Sialan. Aku sama sekali tidak serius saat mengatakannya, tapi sepertinya kata-kataku tepat sasaran. Dari ekspresi wajah dan matanya yang kelihatannya sudah mau basah saja sudah sangat jelas kalau hari pertamanya di sekolah sepertinya tidak berjalan dengan lancar.

Dan buruknya lagi, teman-temanku sepertinya melihatku sebagai seseorang yang sedang membully murid baru di hari pertamanya.

Pikiran Naruto terlalu naif. Jika Hinata adalah gadis biasa dari keluarga yang biasa-biasa saja, melakukan kontak sosial dengan orang-orang di sekolah ini pastilah masalah yang tidak terlalu berat. Tapi sayangnya dia bukan gadis biasa, sebelum dia datang dan menjadi jaminan hutang keluarganya, dia adalah seorang tuan putri dari sebuah keluarga kaya.

Selain jelas lingkungannya yang dulu dengan yang sekarang terlalu berbeda jauh, di sekolahnya yang dulu mungkin juga mencari teman tidaklah sesulit di sini. Penampilan dan latar belakang keluarganya mungkin punya pengaruh besar di lingkungannya yang dulu. Bahkan aku bisa membayangkan kalau dia akan didatangi seseorang yang ingin jadi temannya bahkan tanpa meninggalkan kursinya.

Sayangnya di tempat ini, entah itu penampilan, aura, maupun sikapnya malah berefek lain. Dia jadi kelihatan bukan bagian dari kelas dan kebanyakan orang jadi waspada dengannya.

Apa yang harus kulakukan?

Aku memang sudah bisa menebak bagaimana dia bisa berakhir seperti ini, tapi dengan mengetahuinya bukan berarti aku bisa langsung menemukan solusi untuk menyelesaikan masalahnya.

Ketika aku hanya memandangnya tanpa tahu harus berkata apa, tiba-tiba aku mendengar sebuah suara criuuuuut keras. Saking kerasnya bahkan mungkin semua yang ada di sana bisa mendengarnya dengan jelas.

"It. . Itu bukan aku! jangan melihat ke sini!."

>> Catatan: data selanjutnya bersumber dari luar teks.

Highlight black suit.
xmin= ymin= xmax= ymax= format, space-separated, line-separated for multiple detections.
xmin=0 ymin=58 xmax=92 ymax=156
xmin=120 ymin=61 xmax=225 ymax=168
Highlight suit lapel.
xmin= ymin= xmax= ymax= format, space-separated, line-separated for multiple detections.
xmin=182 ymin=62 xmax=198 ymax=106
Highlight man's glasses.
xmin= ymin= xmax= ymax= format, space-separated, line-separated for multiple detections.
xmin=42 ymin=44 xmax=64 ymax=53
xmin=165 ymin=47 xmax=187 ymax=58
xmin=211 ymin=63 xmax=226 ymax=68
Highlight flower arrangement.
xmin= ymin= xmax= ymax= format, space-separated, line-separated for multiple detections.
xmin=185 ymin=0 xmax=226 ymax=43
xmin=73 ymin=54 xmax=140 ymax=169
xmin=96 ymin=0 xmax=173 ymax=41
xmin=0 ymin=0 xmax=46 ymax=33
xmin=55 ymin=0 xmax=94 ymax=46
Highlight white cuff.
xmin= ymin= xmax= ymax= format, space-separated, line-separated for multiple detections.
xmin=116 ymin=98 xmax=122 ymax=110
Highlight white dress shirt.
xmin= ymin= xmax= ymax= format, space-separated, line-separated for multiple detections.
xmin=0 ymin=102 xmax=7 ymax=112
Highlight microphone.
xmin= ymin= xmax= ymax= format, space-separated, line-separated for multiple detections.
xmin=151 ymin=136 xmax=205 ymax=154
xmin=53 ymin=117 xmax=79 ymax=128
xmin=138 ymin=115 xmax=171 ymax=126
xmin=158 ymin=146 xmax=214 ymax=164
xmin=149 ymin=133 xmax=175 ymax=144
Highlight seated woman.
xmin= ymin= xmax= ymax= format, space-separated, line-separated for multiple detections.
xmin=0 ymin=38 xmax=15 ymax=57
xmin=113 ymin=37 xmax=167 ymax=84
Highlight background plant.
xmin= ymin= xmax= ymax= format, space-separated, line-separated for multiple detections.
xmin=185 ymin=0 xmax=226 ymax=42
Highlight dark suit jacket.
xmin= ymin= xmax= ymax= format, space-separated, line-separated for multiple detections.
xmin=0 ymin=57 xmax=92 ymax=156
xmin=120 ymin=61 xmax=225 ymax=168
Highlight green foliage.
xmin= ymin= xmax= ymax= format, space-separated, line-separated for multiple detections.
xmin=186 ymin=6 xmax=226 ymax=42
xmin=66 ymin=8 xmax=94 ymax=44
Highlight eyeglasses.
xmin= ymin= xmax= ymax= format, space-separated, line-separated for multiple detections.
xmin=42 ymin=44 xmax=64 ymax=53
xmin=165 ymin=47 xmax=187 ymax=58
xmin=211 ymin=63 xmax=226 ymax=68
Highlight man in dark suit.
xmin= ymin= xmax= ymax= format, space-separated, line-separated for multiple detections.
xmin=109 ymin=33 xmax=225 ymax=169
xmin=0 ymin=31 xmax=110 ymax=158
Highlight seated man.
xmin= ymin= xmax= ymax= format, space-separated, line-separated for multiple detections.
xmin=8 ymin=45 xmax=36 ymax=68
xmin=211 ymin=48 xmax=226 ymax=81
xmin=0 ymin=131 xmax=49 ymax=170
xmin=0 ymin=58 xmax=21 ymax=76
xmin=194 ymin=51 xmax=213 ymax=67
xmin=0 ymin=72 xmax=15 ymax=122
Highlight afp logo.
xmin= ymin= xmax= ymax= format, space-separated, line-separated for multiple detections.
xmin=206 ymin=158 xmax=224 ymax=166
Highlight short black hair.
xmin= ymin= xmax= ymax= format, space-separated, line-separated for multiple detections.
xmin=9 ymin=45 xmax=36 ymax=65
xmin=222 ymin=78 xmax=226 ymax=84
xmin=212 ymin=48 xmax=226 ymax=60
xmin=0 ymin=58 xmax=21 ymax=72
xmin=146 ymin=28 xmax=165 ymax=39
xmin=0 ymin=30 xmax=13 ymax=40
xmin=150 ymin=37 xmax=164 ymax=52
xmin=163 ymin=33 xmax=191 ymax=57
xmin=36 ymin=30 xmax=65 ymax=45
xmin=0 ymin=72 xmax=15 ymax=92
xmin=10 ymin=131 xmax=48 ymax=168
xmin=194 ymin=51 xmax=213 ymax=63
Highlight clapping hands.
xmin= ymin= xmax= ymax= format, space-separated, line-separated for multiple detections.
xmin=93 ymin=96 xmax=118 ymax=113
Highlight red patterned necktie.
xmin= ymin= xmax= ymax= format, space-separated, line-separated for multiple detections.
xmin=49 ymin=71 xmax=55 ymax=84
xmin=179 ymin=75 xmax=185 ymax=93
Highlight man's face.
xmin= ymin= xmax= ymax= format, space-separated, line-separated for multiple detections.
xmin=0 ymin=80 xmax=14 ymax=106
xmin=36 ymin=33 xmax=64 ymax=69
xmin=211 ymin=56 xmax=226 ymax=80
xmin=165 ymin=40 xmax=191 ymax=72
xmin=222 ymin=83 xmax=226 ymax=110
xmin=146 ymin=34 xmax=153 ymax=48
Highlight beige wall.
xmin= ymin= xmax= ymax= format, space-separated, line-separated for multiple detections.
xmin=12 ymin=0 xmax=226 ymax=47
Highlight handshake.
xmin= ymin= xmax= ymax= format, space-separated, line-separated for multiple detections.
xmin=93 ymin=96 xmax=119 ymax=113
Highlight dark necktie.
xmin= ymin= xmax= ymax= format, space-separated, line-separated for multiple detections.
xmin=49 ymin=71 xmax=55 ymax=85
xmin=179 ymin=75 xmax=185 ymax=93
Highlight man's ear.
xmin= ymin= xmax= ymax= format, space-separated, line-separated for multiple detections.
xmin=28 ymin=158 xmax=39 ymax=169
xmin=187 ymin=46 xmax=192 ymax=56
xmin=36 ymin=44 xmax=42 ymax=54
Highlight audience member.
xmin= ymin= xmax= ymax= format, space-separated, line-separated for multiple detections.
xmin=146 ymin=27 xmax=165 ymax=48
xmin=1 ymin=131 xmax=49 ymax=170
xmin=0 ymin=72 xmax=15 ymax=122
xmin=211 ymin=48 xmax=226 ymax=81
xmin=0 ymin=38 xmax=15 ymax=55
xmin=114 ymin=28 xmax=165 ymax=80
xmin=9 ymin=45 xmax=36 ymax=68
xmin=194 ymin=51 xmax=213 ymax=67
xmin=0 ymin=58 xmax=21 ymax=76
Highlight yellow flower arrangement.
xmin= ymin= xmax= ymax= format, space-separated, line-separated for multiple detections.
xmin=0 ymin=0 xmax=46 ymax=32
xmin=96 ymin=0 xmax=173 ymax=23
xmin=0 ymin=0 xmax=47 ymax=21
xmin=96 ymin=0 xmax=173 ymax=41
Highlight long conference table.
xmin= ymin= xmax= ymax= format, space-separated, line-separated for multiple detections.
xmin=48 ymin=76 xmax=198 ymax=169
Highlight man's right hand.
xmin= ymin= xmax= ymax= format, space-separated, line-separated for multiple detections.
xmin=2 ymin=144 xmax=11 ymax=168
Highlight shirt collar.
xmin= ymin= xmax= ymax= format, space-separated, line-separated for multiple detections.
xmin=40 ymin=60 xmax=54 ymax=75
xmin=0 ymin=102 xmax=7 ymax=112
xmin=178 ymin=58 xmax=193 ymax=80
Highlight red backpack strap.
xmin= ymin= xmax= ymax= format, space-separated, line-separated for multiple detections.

Jika kau tidak bicara aku bahkan tidak akan berpikir kalau suara itu berasal darimu, hanya saja sebab kau sudah secara tidak langsung mengakuinya. Mau tidak mau aku harus melihat ke arahmu lagi.

"Sudah kubilang bukan aku! jangan lihat ke sini!."

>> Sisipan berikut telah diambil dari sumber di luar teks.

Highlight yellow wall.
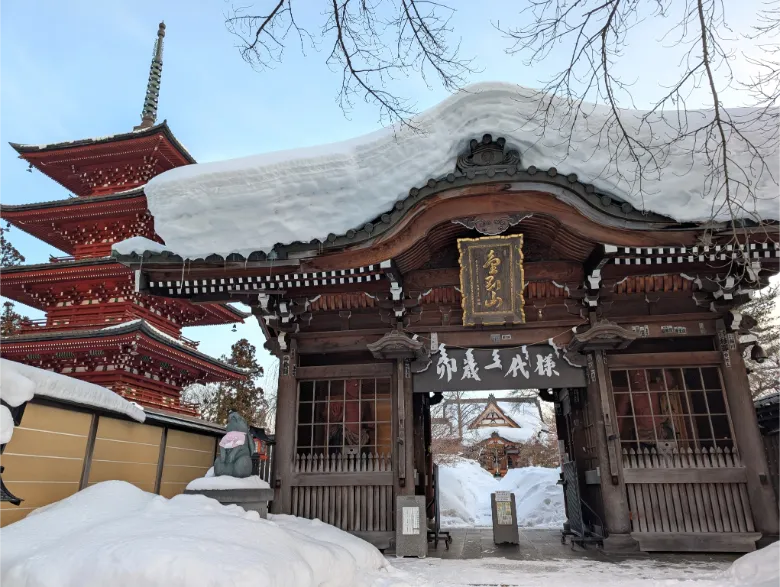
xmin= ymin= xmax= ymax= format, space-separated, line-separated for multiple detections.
xmin=1 ymin=402 xmax=220 ymax=527
xmin=87 ymin=416 xmax=162 ymax=493
xmin=159 ymin=429 xmax=216 ymax=498
xmin=0 ymin=403 xmax=91 ymax=527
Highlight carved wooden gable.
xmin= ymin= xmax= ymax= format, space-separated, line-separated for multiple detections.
xmin=469 ymin=398 xmax=520 ymax=429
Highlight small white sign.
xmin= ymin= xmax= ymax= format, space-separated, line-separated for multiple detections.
xmin=402 ymin=506 xmax=420 ymax=535
xmin=494 ymin=491 xmax=512 ymax=502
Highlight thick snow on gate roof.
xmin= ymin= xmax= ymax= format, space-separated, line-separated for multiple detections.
xmin=131 ymin=82 xmax=779 ymax=260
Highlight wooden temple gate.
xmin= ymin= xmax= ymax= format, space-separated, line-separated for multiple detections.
xmin=118 ymin=133 xmax=779 ymax=553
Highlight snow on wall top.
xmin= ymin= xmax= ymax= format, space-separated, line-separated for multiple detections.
xmin=0 ymin=359 xmax=145 ymax=423
xmin=138 ymin=82 xmax=779 ymax=260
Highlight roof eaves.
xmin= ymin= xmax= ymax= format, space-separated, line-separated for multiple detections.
xmin=2 ymin=320 xmax=246 ymax=376
xmin=0 ymin=188 xmax=146 ymax=213
xmin=9 ymin=120 xmax=196 ymax=164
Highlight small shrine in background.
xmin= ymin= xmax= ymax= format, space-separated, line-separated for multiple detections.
xmin=0 ymin=23 xmax=246 ymax=415
xmin=468 ymin=395 xmax=530 ymax=477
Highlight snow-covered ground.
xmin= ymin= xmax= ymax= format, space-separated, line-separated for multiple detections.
xmin=0 ymin=481 xmax=408 ymax=587
xmin=438 ymin=459 xmax=565 ymax=529
xmin=1 ymin=478 xmax=776 ymax=587
xmin=392 ymin=544 xmax=779 ymax=587
xmin=115 ymin=82 xmax=779 ymax=261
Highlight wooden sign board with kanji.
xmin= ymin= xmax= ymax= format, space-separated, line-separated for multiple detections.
xmin=413 ymin=345 xmax=587 ymax=394
xmin=458 ymin=235 xmax=525 ymax=326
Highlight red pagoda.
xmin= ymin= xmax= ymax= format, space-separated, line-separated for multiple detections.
xmin=0 ymin=23 xmax=246 ymax=415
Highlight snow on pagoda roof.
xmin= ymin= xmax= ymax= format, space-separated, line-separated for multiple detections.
xmin=124 ymin=82 xmax=778 ymax=261
xmin=0 ymin=358 xmax=145 ymax=423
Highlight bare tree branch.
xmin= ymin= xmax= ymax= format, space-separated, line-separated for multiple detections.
xmin=225 ymin=0 xmax=476 ymax=127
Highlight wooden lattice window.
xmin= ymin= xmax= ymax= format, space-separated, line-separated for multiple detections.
xmin=296 ymin=378 xmax=392 ymax=458
xmin=611 ymin=367 xmax=734 ymax=452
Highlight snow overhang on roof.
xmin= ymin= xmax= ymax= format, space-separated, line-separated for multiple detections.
xmin=0 ymin=358 xmax=146 ymax=422
xmin=111 ymin=82 xmax=778 ymax=263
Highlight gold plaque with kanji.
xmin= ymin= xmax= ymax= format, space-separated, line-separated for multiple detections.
xmin=458 ymin=235 xmax=525 ymax=326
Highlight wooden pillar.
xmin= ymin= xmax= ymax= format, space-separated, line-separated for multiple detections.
xmin=588 ymin=350 xmax=637 ymax=550
xmin=413 ymin=393 xmax=427 ymax=496
xmin=271 ymin=338 xmax=298 ymax=514
xmin=717 ymin=322 xmax=779 ymax=539
xmin=395 ymin=359 xmax=415 ymax=496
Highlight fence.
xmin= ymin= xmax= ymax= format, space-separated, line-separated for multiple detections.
xmin=622 ymin=447 xmax=757 ymax=550
xmin=253 ymin=443 xmax=275 ymax=485
xmin=293 ymin=452 xmax=392 ymax=473
xmin=1 ymin=401 xmax=219 ymax=526
xmin=290 ymin=452 xmax=394 ymax=544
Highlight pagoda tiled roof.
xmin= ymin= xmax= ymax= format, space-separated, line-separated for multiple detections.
xmin=9 ymin=121 xmax=196 ymax=164
xmin=1 ymin=319 xmax=247 ymax=376
xmin=0 ymin=257 xmax=249 ymax=321
xmin=0 ymin=187 xmax=145 ymax=212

Suasana yang tadinya tegang tiba-tiba jadi kendur, teman-temanku yang dari tadi melihatku dengan marah sambil memberikan Hinata sedikit rasa simpati sekarang sudah berubah jadi orang-orang yang sedang kesulitan menahan tawa.

Yang diperlukan hanyalah sebuah pancingan dan aku yakin kalau seluruh tawa yang teman-temanku tahan akan lepas.

Merasa tertekan untuk alasan lain, Hinata mulai bingung harus berkata apa lagi. Pembelaannya tidak lagi ada yang mau mendengar, dan bantahannya sama sekali tidak ada yang bisa percaya. Dan yang lebih buruknya lagi, dia melihat kalau semua orang sedang menahan diri untuk tertawa.

Hinata berdiri lalu bersiap untuk buru-buru pergi dari kelas, gara-gara perut karetnya sekarang aku jadi punya alasan untuk membawanya keluar kelas.

"Aku lupa belum memberimu tour ke kantin?"

Kami berdua keluar dari kelas dan berjalan menuju ke kantin, tapi sebab aku tidak ingin kami berdua mendapatkan perhatian tak diundang lagi. Aku memutuskan untuk mengajak Hinata untuk memakan roti yang kami beli sebelumnya di bagian belakang kantin.

Dan sekali lagi.

"Roti ini benar-benar tidak enak."

"Hah. . . ."

"Dan ukurannya terlalu kecil."

"Omonganmu sangat kontradiktif sampai aku bingung harus menjawab apa."

Kami berdua kembali diam dan tidak bicara pada satu sama lain, selama sepuluh menit Aku membiarkan Hinata untuk menenangkan dirinya. Selama masa itu, akhirnya tensi di antara kami berduapun turun dengan sendirinya.

"Naruto. . . bagaimana kau bisa mendapatkan teman-temanmu sekarang?"

Hinata melipat roknya lalu berjongkok sambil menyandarkan tubuhnya ke tembok di belakangnya.

"Bagaimana ya? temanku juga sedikit dan orang yang jadi temankupun itu cuma orang-orang yang baut di kepalanya sudah longgar."

Meminta saran padaku tentang masalah seperti itu adalah salah sasaran. Aku punya keinginan untuk membatasi hubungan dengan orang lain, karena itulah aku tidak terlalu aktif mencari teman. Jadi jika Hinata mencoba mendapatkan tips dariku, bisa dipastikan kalau aku sama sekali tidak bisa memberikan apa-apa.

"Kenapa tidak ada yang mau mendekatiku?"

Teman-teman sekelasnya menghindarinya. Salah, ada beberapa orang yang mendekatinya tapi begitu Hinata menggunakan pengalamannya berhubungan dengan orang-orang berstatus sosial tinggi calon teman-temannya jadi enggan untuk meneruskan pendekatannya.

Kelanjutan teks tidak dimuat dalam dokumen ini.